= Michel Caron (tenor) =

French operatic tenor and stage actor (1929–2001)

Michel Caron (29 April 1929 in Sèvres - 3 September 2001 in Le Mesnil-Simon, Eure-et-Loir) was a French operatic tenor and stage actor.

He sang in operettas like The White Horse Inn (1960) and opéra-bouffe La Périchole with Jean Le Poulain and Roger Carel, and Barbe Bleue with Jean Le Poulain and Arlette Didier (1968).

== Biographie ==
From childhood, Michel Caron wanted to become an actor. He entered the René Simon class, then the Conservatoire de Paris where he won three first prizes: opera, comic opera and operetta.

Caron's career began at the Théâtre du Châtelet to perform Guy Florès during a revival of The White Horse Inn (1960/1961).

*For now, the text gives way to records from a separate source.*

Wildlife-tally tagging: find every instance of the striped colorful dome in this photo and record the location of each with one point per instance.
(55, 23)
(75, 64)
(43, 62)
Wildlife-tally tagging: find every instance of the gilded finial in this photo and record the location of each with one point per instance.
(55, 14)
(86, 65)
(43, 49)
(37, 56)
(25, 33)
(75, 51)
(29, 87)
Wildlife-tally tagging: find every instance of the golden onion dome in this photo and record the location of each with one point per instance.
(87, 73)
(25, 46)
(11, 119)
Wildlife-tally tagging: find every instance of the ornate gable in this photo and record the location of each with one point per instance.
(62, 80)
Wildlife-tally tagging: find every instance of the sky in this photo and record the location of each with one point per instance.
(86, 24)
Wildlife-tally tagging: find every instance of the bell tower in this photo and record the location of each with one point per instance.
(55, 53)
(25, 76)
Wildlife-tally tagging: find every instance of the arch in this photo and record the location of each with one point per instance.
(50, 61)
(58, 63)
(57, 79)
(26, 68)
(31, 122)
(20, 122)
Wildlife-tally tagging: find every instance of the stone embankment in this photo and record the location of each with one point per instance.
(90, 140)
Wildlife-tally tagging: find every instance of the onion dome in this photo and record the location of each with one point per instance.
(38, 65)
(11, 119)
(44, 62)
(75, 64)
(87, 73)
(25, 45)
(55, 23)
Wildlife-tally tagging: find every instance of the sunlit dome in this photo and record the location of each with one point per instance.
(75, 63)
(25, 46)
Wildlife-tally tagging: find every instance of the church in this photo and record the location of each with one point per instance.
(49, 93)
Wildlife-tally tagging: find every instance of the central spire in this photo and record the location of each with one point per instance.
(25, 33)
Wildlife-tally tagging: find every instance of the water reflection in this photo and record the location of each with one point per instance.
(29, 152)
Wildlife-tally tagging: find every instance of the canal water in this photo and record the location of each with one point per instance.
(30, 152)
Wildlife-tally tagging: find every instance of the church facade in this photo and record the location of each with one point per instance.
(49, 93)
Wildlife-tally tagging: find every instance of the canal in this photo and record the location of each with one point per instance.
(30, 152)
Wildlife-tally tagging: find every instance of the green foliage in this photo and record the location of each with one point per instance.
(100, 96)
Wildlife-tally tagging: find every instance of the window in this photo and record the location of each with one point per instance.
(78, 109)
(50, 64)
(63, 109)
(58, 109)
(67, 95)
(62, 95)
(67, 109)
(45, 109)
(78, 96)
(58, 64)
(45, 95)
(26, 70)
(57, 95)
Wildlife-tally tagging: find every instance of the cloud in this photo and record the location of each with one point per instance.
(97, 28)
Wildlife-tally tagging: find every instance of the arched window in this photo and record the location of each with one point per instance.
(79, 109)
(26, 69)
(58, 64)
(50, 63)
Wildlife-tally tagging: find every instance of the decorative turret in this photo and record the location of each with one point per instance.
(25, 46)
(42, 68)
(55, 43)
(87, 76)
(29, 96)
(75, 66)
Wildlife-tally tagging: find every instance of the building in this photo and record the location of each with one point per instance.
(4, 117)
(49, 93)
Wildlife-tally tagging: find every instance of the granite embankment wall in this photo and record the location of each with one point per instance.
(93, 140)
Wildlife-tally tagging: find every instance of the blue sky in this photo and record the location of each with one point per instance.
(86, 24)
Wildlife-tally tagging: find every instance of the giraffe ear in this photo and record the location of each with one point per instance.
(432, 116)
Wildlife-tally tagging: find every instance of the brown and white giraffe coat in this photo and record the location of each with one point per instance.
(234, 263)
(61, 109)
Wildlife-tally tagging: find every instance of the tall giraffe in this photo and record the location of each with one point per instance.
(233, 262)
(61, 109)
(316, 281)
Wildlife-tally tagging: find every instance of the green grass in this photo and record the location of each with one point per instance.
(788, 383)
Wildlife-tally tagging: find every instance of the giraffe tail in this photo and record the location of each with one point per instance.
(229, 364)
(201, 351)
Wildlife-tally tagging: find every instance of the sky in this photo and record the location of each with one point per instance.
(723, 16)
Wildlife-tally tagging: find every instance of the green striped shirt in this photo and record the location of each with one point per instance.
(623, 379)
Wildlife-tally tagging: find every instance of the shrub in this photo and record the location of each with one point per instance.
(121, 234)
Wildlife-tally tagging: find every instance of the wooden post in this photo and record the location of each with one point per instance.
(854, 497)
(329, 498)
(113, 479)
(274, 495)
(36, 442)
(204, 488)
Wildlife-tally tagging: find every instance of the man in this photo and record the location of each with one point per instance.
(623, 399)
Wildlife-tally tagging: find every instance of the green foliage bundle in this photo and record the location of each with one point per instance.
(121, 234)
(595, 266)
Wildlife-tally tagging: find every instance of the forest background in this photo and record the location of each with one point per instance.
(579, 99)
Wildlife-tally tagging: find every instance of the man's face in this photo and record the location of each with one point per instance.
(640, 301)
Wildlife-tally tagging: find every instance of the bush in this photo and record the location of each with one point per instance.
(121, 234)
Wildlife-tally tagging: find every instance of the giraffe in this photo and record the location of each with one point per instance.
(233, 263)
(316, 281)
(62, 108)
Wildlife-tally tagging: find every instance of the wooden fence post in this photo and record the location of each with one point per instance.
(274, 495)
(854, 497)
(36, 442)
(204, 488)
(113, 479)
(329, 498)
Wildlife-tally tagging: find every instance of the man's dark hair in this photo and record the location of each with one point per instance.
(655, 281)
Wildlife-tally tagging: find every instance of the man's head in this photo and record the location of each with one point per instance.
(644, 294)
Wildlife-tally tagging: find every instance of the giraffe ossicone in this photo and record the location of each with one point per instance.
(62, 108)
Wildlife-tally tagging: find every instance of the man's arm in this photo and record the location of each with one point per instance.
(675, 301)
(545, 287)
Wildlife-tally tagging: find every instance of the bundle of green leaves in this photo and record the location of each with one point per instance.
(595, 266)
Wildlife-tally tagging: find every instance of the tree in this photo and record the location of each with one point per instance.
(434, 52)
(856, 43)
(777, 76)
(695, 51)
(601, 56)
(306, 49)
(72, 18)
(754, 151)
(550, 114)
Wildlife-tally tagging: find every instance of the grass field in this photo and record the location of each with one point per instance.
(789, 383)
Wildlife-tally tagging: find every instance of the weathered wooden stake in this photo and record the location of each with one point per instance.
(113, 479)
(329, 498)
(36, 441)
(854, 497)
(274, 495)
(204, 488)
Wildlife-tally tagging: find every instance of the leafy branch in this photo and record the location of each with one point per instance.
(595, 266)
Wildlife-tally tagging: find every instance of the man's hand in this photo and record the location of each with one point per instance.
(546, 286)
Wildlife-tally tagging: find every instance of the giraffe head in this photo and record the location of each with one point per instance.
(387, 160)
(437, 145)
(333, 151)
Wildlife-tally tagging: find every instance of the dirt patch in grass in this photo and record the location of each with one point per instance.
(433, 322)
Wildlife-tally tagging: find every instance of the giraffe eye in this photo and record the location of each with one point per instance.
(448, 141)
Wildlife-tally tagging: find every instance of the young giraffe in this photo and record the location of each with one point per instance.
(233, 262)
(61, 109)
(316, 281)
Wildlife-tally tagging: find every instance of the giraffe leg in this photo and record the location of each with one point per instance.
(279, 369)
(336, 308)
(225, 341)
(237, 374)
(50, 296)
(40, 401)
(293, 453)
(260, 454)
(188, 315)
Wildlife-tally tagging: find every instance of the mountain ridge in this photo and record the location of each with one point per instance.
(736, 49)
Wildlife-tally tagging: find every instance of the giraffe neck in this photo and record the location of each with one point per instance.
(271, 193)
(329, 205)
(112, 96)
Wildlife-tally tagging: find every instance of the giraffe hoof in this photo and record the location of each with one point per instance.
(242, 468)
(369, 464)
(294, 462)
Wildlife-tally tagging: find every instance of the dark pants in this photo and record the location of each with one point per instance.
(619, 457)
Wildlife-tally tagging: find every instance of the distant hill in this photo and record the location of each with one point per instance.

He was then at the top of the bill for two plays of opéra-bouffe, performed in 1968, La Périchole with Jean Le Poulain and Roger Carel and Barbe Bleue with Jean Le Poulain and Arlette Didier.

== Filmography ==
- 1978: Les Enquêtes du commissaire Maigret, episode: Maigret et le tueur by Marcel Cravenne
- 1981: Le Choix des armes, by Alain Corneau
- 1982: Le Démon dans l'île by Francis Leroi

== Bibliography ==
- Mishima n'était pas un héros, the testimony book of his eldest daughter Laurence Caron-Spokojny on the disappearance of Michel Caron, 3 September 2001, Editions Publibook, 2013, ISBN 978-2342000269.